Unless you’re involved with international commerce in some way, you might not have heard that the cost of shipping goods out of China is absolutely soaring right now, says an article published in Bloomberg.
What Happened?
Six months ago, the Shanghai Containerized Freight Index of spot shipping rates was at 1,022. As of Friday, it was close to 3,000. On the latest episode of the “Odd Lots” podcast, we spoke with economist and historian Marc Levinson, the author of “The Box,” a book on the container-shipping revolution. We talked about what’s behind the skyrocketing prices and learned that a key dynamic at play is, even though the U.S. is importing a ton of goods from China, there’s very little flow happening in the opposite direction.
Highlights of Discussion
Here’s a few key comments, lightly edited, from the discussion:
Height of global trade
Meanwhile, the industry is much more consolidated and tightly controlled by a few key players versus where it was over a decade ago, at the height of global trade:
“The big players, have formed what are called alliances. So these alliances have kind of squeezed most of the smaller players out of the business.

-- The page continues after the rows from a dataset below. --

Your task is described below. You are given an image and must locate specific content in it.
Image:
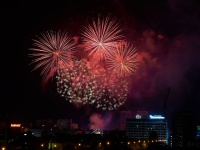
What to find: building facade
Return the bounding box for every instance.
[126,115,168,144]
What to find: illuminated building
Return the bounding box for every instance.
[126,115,168,143]
[135,111,149,119]
[120,111,133,130]
[196,125,200,139]
[57,119,72,129]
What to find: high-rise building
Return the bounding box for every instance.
[126,115,168,144]
[120,111,133,130]
[172,111,196,148]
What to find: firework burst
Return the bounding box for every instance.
[29,31,75,81]
[106,42,139,77]
[95,74,128,110]
[82,16,123,59]
[57,59,102,105]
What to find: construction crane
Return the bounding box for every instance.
[163,88,170,117]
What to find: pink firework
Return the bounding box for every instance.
[29,31,76,81]
[106,42,139,77]
[82,16,123,60]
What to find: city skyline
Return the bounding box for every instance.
[0,0,200,128]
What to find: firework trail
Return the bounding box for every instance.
[57,59,102,104]
[95,74,128,110]
[29,31,76,81]
[82,16,123,60]
[106,42,139,77]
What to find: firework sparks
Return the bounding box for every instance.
[57,59,101,104]
[29,31,75,81]
[95,74,128,110]
[106,43,139,77]
[82,16,123,59]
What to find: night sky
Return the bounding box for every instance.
[0,0,200,129]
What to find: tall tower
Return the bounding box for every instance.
[120,111,133,130]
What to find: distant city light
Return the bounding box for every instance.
[10,124,21,128]
[149,115,165,119]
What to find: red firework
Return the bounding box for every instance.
[106,42,139,77]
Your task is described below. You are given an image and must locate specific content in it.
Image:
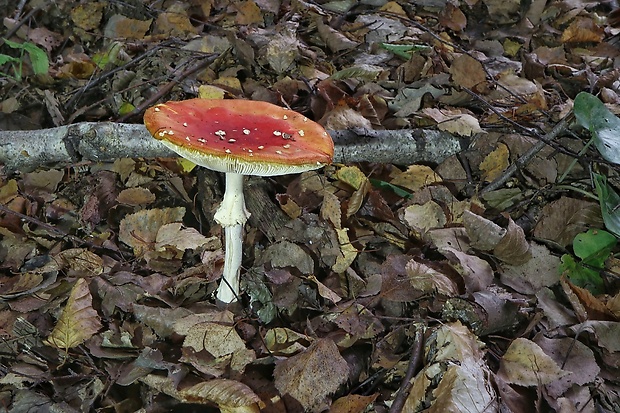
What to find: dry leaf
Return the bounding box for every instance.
[450,54,487,90]
[427,358,498,413]
[390,165,441,192]
[439,3,467,32]
[441,247,494,293]
[232,0,263,26]
[329,393,379,413]
[118,207,185,257]
[493,212,532,265]
[480,143,510,182]
[332,228,357,274]
[273,339,349,411]
[183,322,245,358]
[316,17,358,52]
[45,278,102,351]
[321,191,342,229]
[155,222,219,252]
[140,374,263,413]
[463,211,506,251]
[264,327,312,355]
[116,187,155,206]
[403,201,448,236]
[561,17,604,43]
[498,338,570,387]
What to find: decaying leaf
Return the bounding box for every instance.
[273,339,349,411]
[45,278,102,351]
[118,207,185,257]
[183,322,245,357]
[498,338,570,387]
[140,374,263,413]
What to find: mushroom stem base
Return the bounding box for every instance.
[214,172,250,303]
[217,225,243,303]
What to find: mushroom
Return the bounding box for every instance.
[144,99,334,303]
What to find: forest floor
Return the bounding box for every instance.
[0,0,620,413]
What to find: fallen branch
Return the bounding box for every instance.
[0,122,463,173]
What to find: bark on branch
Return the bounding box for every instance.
[0,122,463,173]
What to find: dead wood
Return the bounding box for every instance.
[0,122,464,173]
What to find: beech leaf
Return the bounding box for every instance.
[498,338,570,387]
[273,339,349,411]
[46,278,101,351]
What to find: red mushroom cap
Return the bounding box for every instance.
[144,99,334,176]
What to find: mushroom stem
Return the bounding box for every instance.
[214,172,250,303]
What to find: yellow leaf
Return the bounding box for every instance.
[498,338,570,387]
[321,191,342,229]
[234,0,263,26]
[336,166,368,190]
[198,85,226,99]
[480,143,510,182]
[332,228,357,273]
[45,278,101,351]
[273,338,349,412]
[390,165,441,192]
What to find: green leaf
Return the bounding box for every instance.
[0,54,19,66]
[592,173,620,237]
[370,178,413,199]
[329,65,382,81]
[560,254,605,294]
[573,225,617,268]
[4,39,49,75]
[23,42,50,75]
[573,92,620,164]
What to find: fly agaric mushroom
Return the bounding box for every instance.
[144,99,334,303]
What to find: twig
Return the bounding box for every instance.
[389,327,424,413]
[0,204,125,259]
[64,40,182,110]
[0,122,463,173]
[480,112,573,195]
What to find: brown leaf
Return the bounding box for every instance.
[500,243,560,294]
[439,3,467,32]
[140,374,262,413]
[316,17,358,52]
[329,393,379,413]
[450,54,487,90]
[498,338,570,387]
[493,212,532,265]
[118,207,185,257]
[273,339,349,411]
[561,17,604,43]
[46,278,101,351]
[534,196,602,247]
[463,211,506,251]
[183,322,245,357]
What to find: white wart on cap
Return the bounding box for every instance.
[144,99,334,176]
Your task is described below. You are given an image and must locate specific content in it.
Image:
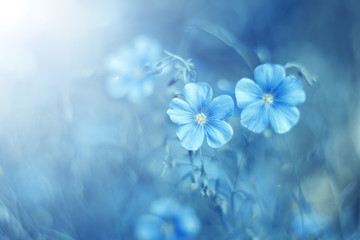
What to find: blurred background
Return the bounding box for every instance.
[0,0,360,240]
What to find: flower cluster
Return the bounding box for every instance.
[167,83,234,150]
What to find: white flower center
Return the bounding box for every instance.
[196,113,206,124]
[263,93,274,104]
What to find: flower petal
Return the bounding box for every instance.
[176,123,204,150]
[205,119,233,148]
[254,63,285,92]
[241,101,269,133]
[275,76,305,106]
[106,76,133,99]
[235,78,263,108]
[208,95,234,120]
[184,82,212,112]
[269,104,300,133]
[167,98,195,125]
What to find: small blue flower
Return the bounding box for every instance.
[105,36,162,102]
[235,64,305,133]
[136,198,200,240]
[167,83,234,150]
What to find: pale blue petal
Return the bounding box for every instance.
[208,95,234,120]
[176,123,204,151]
[274,76,305,106]
[175,208,200,236]
[184,82,212,112]
[235,78,263,108]
[241,101,269,133]
[269,104,300,133]
[205,120,233,148]
[254,63,285,92]
[136,215,164,240]
[167,98,195,125]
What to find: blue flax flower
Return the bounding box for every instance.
[235,64,305,133]
[167,83,234,150]
[105,36,162,102]
[136,198,200,240]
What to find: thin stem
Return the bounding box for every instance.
[199,147,208,179]
[164,50,191,72]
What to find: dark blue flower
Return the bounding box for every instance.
[235,64,305,133]
[167,83,234,150]
[136,198,200,240]
[105,36,162,102]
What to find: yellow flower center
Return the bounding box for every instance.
[196,113,206,124]
[263,93,274,104]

One alliance involves Maersk, the Danish company, and Mediterranean Shipping, which is based in Switzerland, and between them, those two companies have a little bit over a third of all of the container shipping in the world. There’s another alliance that has Cosco, the China ocean shipping company, the French company CMA CGM, and Evergreen — a Taiwanese company. And it has about 30% of the world’s shipping. And then there’s another alliance that has the German company Hapag-Lloyd, and the Japanese lines and Korean line. And it has about 20%. So if you put those three alliances together, their market share in container shipping is close to 85%. Will those alliances stay together? At the moment, the system looks pretty stable. You can imagine that at some point, the government will step in and say, you guys can no longer have this alliance. It’s anticompetitive, but so far that hasn’t happened.”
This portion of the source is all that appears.